Q&A with Sandra Gulland
What inspired you to write a YA novel?
Before I became a novelist, I was a book editor, and for over a decade I edited young adult novels for reluctant readers. But even so, it took at least two months to consider. It takes me years to write a novel, and I have to feel passionate about it and fall in love with it. So, I reread books about Hortense and covered our dining room table with plot points on index cards. I needed to see if there was a story there, a story about Hortense’s teen years, an enchanting story.And there was. And it was one I very much wanted to write.
What books did you consult while working on The Game of Hope?

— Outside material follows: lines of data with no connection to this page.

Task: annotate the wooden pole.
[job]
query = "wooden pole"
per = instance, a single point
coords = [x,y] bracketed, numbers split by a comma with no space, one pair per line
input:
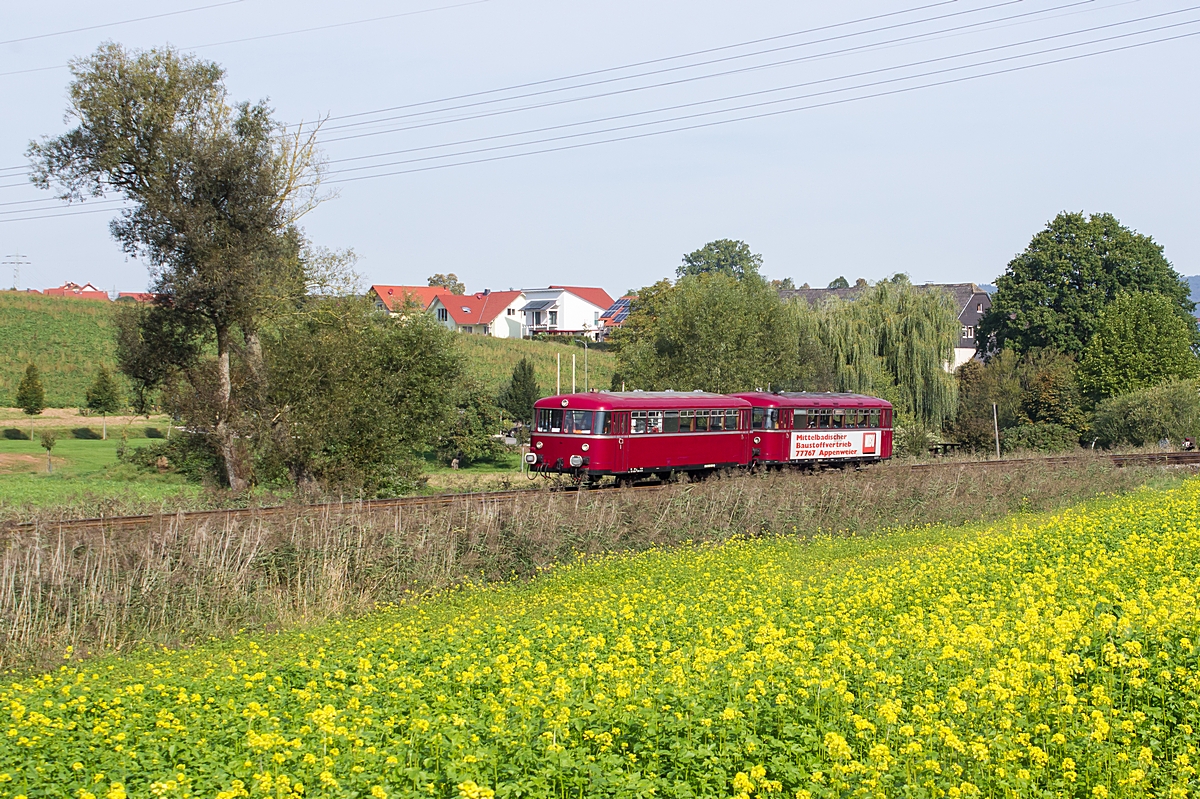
[995,426]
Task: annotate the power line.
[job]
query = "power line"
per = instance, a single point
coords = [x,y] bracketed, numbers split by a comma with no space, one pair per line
[766,114]
[677,82]
[765,91]
[124,22]
[793,98]
[651,61]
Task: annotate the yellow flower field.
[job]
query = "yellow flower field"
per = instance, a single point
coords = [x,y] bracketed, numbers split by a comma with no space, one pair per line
[1045,656]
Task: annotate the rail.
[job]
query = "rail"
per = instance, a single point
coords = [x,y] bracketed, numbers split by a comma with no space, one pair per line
[498,497]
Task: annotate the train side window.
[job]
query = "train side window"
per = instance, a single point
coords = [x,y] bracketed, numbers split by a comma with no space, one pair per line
[550,420]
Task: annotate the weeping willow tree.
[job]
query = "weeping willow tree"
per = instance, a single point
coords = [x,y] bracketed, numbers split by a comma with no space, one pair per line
[894,341]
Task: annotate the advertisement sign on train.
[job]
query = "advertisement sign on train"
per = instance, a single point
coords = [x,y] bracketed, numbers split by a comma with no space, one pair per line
[834,444]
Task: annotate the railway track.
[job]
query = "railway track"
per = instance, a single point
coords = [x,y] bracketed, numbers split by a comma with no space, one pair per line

I posted the complete list to my website and it comes to about 150 books and magazine articles, so I’ll spare you the details and generalize. I read Hortense’s two-volume memoir, The Memoirs of Queen Hortense, two decades ago, and it was time to reread them, as well as biographies about her. I read books on etiquette, period dance, and costume, of course: the details of daily life are what interest me the most. The book on sex that Caroline Bonaparte was so enthusiastic about, and which horrified Hortense, was also an amusing discovery. I read quite a lot on Madame Campan, including her letters to Hortense, as well as a little epistolary novel she wrote about two fictional girls in her wonderful school. A historian and I even shared the expense of hiring a researcher in Paris to find a set of letters in the National Archives written by one of Campan’s students. (Yes, you could call me obsessive.)
You’ve written a lot about various historical periods in France. What do you love about French history?
There is something about French history — at least the periods I’ve studied — that is so idealistic (even when it’s brutal), and at the same time almost theatrical. There is often a hint of humour, and I adore that.
What surprised you the most about the lives of teenage girls in post-revolutionary France?
There were many things I already knew, yet I was still surprised that teenage girls were expected to marry. They were so young! Also, it was rare for girls to be educated at all, much less well-educated. Campan’s school was amazingly creative and intellectually challenging. I would have loved to have gone to that school.
ABOUT THE AUTHOR
SANDRA GULLAND is the author of the international-bestselling Josephine B series, chronicling the life of Napoleon’s second wife. Now, Sandra turns her keen eye for history and her love of story to Hortense, the teenage stepdaughter of Napoleon, in her first YA novel The Game of Hope.